In Saul’s office I tested my new equipment by logging into his network. The holographic display of our regular supplies list projected from the cameras along the top of Saul’s desk. The projection showed a blinking light warning me that beef was on backorder. It was a strange surreal thing to look at this warning light and realize, as far as the network knew, everything at Saul’s Eat Shop was business as usual.
“Network, update profile,” I said.
The shimmering holographic display changed to show Saul’s biographical information, his various social names, the manufacturer of his body and the manufacturer of customized parts he didn’t have, his enterprise permits and sanitation certifications, his photo.
“Network,” I said, “I would like to update photo.”
The display became an empty rectangular frame reflecting my face.
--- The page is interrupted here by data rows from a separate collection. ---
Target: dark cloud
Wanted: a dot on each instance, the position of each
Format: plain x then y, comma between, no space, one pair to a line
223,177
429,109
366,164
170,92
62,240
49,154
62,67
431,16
It adjusted until my eyes were centered just above the middle.
“Say cheese,” said the network.
The network made a sound like an antique photo application and then provided me with editing tools. I pressed the holographic ‘save’ button and watched as my image replaced Saul’s on the profile. I stood before it, waiting for alarms to sound, or for a holographic network moderator to tell me I wasn’t allowed to make profile changes without authentication. After what was probably half an hour, the network asked if I still wanted a connection.
When I said no, it cheerfully wished me goodnight and shut off its cameras.
I called Chrissa and told her I needed to do inventory—a job which took most of the night. I did do an informal inventory. But then I spent the rest of the night cooking the rest of Saul’s body.
Some people would squirm to hear this. Cannibalism is one of the few taboos that remain in our fractured culture of individual truths. But it’s a taboo held by the people who came out alright after the Robotics Revolution. People who have never wondered where their next meal would come from, or felt in danger walking home in broad daylight. Maybe Saul was one of those people, but I like to think he was more like one of us, the streeters dreaming of something bigger. He just happened to make it. I wasn’t going to eat any more of him, but I had the luxury of that choice. I figured he wouldn’t mind giving back to his people if they were desperate enough to cross that line. I boxed the meat up with some veggies and noodles into individual portions, packed the little boxes into a bigger box with straps I could hang around my neck, and headed out to the street.